Rank: Private First Class
Organization: U.S. Army
Company: Company C, 1st Battalion
Division: 1st Infantry Division
Born: June 14, 1987 in Meadville, PA
Departed: Yes (12/04/2006)
Entered Service At: June 14, 2004 in Pittsburgh, PA
Date of Issue: 06/05/2008
Place / Date: In Adhamiyah, Northeast Baghdad, Iraq, on 4 December 2006
For conspicuous gallantry and intrepidity at the risk of his life above and beyond the call of duty: Private First Class Ross A. McGinnis distinguished himself by acts of gallantry and intrepidity above and beyond the call of duty while serving as an M2 .50-caliber Machine Gunner, 1st Platoon, C Company, 1st Battalion, 26th Infantry Regiment, in connection with combat operations against an armed enemy in Adhamiyah, Northeast Baghdad, Iraq, on 4 December 2006.
That afternoon his platoon was conducting combat control operations in an effort to reduce and control sectarian violence in the area.
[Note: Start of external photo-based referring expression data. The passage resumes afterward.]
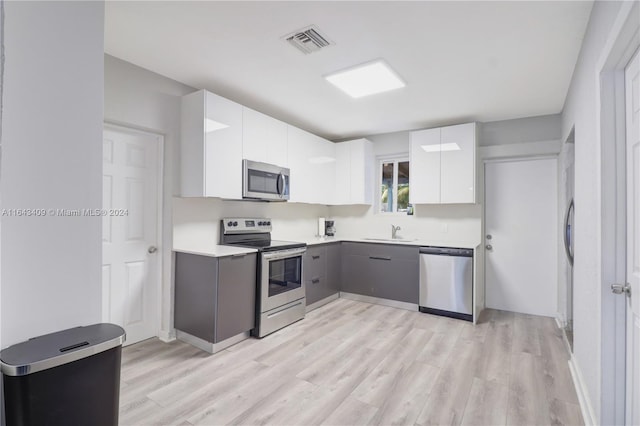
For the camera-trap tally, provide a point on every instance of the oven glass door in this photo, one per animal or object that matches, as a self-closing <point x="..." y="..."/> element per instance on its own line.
<point x="263" y="182"/>
<point x="281" y="278"/>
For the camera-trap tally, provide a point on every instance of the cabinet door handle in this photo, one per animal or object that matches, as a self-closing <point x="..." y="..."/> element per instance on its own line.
<point x="380" y="257"/>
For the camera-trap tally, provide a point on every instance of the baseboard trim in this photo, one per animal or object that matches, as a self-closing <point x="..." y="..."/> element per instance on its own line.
<point x="167" y="336"/>
<point x="322" y="302"/>
<point x="208" y="346"/>
<point x="379" y="301"/>
<point x="559" y="321"/>
<point x="583" y="395"/>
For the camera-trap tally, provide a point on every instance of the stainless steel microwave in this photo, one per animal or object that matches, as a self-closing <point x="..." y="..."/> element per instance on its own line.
<point x="262" y="181"/>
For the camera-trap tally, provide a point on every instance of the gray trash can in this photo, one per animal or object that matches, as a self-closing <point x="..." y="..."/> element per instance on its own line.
<point x="71" y="377"/>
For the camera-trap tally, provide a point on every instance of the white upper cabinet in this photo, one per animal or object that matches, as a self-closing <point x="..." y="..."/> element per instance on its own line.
<point x="458" y="164"/>
<point x="354" y="172"/>
<point x="211" y="146"/>
<point x="342" y="192"/>
<point x="443" y="164"/>
<point x="424" y="167"/>
<point x="312" y="163"/>
<point x="264" y="138"/>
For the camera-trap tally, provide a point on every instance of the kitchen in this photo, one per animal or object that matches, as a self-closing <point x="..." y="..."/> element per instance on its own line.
<point x="151" y="102"/>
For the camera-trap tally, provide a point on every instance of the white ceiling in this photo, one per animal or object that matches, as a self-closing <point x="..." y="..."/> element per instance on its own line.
<point x="462" y="61"/>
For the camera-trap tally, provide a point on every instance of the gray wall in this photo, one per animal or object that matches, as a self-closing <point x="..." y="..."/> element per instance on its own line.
<point x="581" y="110"/>
<point x="51" y="159"/>
<point x="543" y="128"/>
<point x="522" y="130"/>
<point x="140" y="99"/>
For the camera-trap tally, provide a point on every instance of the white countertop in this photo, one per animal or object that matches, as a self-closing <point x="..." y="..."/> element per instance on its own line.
<point x="407" y="242"/>
<point x="217" y="250"/>
<point x="214" y="250"/>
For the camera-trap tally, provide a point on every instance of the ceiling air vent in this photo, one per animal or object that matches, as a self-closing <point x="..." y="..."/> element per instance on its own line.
<point x="308" y="40"/>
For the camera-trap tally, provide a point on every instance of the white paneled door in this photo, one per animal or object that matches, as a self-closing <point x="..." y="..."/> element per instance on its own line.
<point x="130" y="257"/>
<point x="632" y="89"/>
<point x="521" y="240"/>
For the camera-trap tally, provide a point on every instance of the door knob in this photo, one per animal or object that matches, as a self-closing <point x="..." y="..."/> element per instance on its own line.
<point x="621" y="288"/>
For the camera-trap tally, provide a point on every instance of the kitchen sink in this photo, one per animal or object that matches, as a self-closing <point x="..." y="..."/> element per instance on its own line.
<point x="397" y="240"/>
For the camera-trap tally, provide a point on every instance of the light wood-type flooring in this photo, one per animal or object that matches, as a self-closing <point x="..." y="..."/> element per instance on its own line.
<point x="351" y="363"/>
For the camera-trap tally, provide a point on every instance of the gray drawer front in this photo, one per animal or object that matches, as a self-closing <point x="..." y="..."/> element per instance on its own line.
<point x="317" y="288"/>
<point x="381" y="250"/>
<point x="195" y="295"/>
<point x="236" y="296"/>
<point x="315" y="262"/>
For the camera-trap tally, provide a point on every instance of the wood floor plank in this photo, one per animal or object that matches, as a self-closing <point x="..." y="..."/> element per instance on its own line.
<point x="557" y="376"/>
<point x="565" y="413"/>
<point x="424" y="321"/>
<point x="350" y="362"/>
<point x="495" y="353"/>
<point x="289" y="401"/>
<point x="380" y="383"/>
<point x="528" y="402"/>
<point x="487" y="404"/>
<point x="351" y="412"/>
<point x="526" y="335"/>
<point x="438" y="349"/>
<point x="448" y="398"/>
<point x="408" y="395"/>
<point x="137" y="413"/>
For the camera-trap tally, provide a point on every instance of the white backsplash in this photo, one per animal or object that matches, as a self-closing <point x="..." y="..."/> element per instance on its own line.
<point x="441" y="223"/>
<point x="198" y="219"/>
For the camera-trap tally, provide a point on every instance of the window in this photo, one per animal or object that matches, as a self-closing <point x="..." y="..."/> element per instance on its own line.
<point x="394" y="185"/>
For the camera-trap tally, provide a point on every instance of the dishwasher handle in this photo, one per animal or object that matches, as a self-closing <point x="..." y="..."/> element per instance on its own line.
<point x="447" y="251"/>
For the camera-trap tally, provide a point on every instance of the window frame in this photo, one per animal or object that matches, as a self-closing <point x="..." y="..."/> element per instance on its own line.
<point x="395" y="159"/>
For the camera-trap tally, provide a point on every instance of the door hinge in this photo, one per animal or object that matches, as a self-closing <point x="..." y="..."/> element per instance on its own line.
<point x="621" y="288"/>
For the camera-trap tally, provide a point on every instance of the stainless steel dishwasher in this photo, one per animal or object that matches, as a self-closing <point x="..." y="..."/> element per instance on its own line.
<point x="446" y="282"/>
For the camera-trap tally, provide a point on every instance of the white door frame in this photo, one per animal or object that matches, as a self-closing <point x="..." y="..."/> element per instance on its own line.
<point x="623" y="41"/>
<point x="159" y="211"/>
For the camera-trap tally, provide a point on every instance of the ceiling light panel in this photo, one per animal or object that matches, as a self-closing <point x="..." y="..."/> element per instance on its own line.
<point x="366" y="79"/>
<point x="452" y="146"/>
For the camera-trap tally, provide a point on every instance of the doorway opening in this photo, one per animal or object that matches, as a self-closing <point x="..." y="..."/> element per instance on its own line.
<point x="565" y="293"/>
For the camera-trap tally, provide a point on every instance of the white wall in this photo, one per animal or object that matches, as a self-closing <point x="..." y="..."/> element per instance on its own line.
<point x="450" y="223"/>
<point x="198" y="219"/>
<point x="581" y="110"/>
<point x="522" y="130"/>
<point x="51" y="159"/>
<point x="138" y="98"/>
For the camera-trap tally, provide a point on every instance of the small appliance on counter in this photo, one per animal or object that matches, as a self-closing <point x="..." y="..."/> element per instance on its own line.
<point x="280" y="290"/>
<point x="265" y="182"/>
<point x="321" y="227"/>
<point x="329" y="228"/>
<point x="446" y="282"/>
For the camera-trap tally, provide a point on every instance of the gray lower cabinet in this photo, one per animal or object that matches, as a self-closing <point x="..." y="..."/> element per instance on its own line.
<point x="381" y="270"/>
<point x="321" y="272"/>
<point x="215" y="296"/>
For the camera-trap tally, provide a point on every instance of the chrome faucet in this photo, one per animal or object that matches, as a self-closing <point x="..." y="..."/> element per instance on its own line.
<point x="394" y="231"/>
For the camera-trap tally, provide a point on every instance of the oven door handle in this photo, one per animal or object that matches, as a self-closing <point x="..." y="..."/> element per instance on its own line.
<point x="283" y="254"/>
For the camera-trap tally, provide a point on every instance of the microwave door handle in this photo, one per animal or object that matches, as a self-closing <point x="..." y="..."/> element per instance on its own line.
<point x="280" y="185"/>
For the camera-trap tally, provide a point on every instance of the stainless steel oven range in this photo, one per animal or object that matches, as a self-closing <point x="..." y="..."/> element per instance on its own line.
<point x="280" y="297"/>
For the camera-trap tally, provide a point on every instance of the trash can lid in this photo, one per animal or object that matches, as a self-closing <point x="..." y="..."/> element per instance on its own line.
<point x="55" y="349"/>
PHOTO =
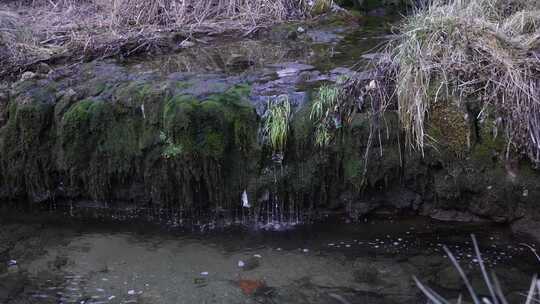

While Private McGinnis was manning the M2 .50-caliber Machine Gun, a fragmentation grenade thrown by an insurgent fell through the gunner’s hatch into the vehicle. Reacting quickly, he yelled "grenade," allowing all four members of his crew to prepare for the grenade’s blast. Then, rather than leaping from the gunner’s hatch to safety, Private McGinnis made the courageous decision to protect his crew. In a selfless act of bravery, in which he was mortally wounded, Private McGinnis covered the live grenade, pinning it between his body and the vehicle and absorbing most of the explosion. Private McGinnis’ gallant action directly saved four men from certain serious injury or death. Private First Class McGinnis’ extraordinary heroism and selflessness at the cost of his own life, above and beyond the call of duty, are in keeping with the highest traditions of the military service and reflect great credit upon himself, his unit, and the United States Army.